PLoS One. 2025 Feb 25;20(2):e0317900. doi: 10.1371/journal.pone.0317900. eCollection 2025.
Cardiovascular disease is one of the most dangerous conditions, posing a significant threat to daily health. Electrocardiography (ECG) is crucial for heart health monitoring. It plays a pivotal role in early heart disease detection, heart function assessment, and guiding treatments. Thus, refining ECG diagnostic methods is vital for timely and accurate heart disease diagnosis. Recently, deep learning has significantly advanced in ECG signal classification and recognition. However, these methods struggle with new or Out-of-Distribution (OOD) heart diseases. The deep learning model performs well on existing heart diseases but falters on unknown types, which leads to less reliable diagnoses. To address this challenge, we propose a novel trustworthy diagnosis method for ECG signals based on OOD detection. The proposed model integrates Convolutional Neural Networks (CNN) and Attention mechanisms to enhance feature extraction. Meanwhile, Energy and ReAct techniques are used to recognize OOD heart diseases and its generalization capacity for trustworthy diagnosis. Empirical validation using both the MIT-BIH Arrhythmia Database and the INCART 12-lead Arrhythmia Database demonstrated our method's high sensitivity and specificity in diagnosing both known and out-of-distribution (OOD) heart diseases, thus verifying the model's diagnostic trustworthiness. The results not only validate the effectiveness of our approach but also highlight its potential application value in cardiac health diagnostics.

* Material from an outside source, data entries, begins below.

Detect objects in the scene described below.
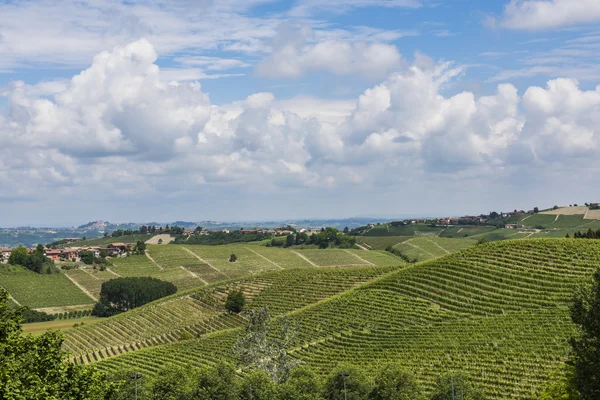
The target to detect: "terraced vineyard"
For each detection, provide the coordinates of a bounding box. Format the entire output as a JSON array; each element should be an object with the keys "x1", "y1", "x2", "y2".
[
  {"x1": 64, "y1": 267, "x2": 396, "y2": 363},
  {"x1": 90, "y1": 239, "x2": 600, "y2": 399},
  {"x1": 0, "y1": 265, "x2": 93, "y2": 308}
]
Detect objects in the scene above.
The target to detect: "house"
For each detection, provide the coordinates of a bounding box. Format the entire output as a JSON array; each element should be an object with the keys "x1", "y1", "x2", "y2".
[
  {"x1": 504, "y1": 224, "x2": 523, "y2": 229},
  {"x1": 0, "y1": 249, "x2": 12, "y2": 264},
  {"x1": 45, "y1": 249, "x2": 63, "y2": 261}
]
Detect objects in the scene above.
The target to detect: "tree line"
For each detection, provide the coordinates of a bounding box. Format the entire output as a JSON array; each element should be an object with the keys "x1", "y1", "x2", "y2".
[
  {"x1": 8, "y1": 244, "x2": 58, "y2": 274},
  {"x1": 92, "y1": 277, "x2": 177, "y2": 317},
  {"x1": 565, "y1": 228, "x2": 600, "y2": 239}
]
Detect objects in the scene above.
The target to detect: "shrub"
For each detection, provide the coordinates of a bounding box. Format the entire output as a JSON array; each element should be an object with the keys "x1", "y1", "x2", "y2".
[
  {"x1": 92, "y1": 277, "x2": 177, "y2": 317},
  {"x1": 225, "y1": 290, "x2": 246, "y2": 314}
]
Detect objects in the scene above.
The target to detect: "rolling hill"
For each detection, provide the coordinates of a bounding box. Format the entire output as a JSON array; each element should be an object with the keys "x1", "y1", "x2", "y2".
[{"x1": 71, "y1": 239, "x2": 600, "y2": 399}]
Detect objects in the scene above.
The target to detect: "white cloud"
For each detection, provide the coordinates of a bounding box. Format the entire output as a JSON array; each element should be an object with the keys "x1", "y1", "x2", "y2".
[
  {"x1": 257, "y1": 26, "x2": 402, "y2": 78},
  {"x1": 290, "y1": 0, "x2": 422, "y2": 17},
  {"x1": 0, "y1": 40, "x2": 600, "y2": 216},
  {"x1": 488, "y1": 0, "x2": 600, "y2": 30}
]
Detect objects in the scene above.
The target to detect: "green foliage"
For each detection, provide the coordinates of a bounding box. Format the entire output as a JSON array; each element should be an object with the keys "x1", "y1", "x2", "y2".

心血管疾病是最危险的病症之一,对日常健康构成重大威胁。心电图(ECG)对于心脏健康监测至关重要。它在早期心脏病检测、心脏功能评估以及指导治疗方面发挥着关键作用。因此,完善心电图诊断方法对于及时、准确地诊断心脏病至关重要。最近,深度学习在心电图信号分类和识别方面取得了显著进展。然而,这些方法在面对新的或分布外(OOD)的心脏病时存在困难。深度学习模型在现有心脏病方面表现良好,但在面对未知类型时会出现问题,这导致诊断的可靠性降低。为应对这一挑战,我们提出了一种基于分布外检测的新型可靠心电图信号诊断方法。所提出的模型集成了卷积神经网络(CNN)和注意力机制以增强特征提取。同时,使用能量和ReAct技术来识别分布外心脏病及其用于可靠诊断的泛化能力。使用麻省理工学院 - 贝斯以色列女执事医疗中心心律失常数据库(MIT - BIH Arrhythmia Database)和INCART 12导联心律失常数据库进行的实证验证表明,我们的方法在诊断已知和分布外(OOD)心脏病方面具有高灵敏度和特异性,从而验证了模型的诊断可靠性。结果不仅验证了我们方法的有效性,还突出了其在心脏健康诊断中的潜在应用价值。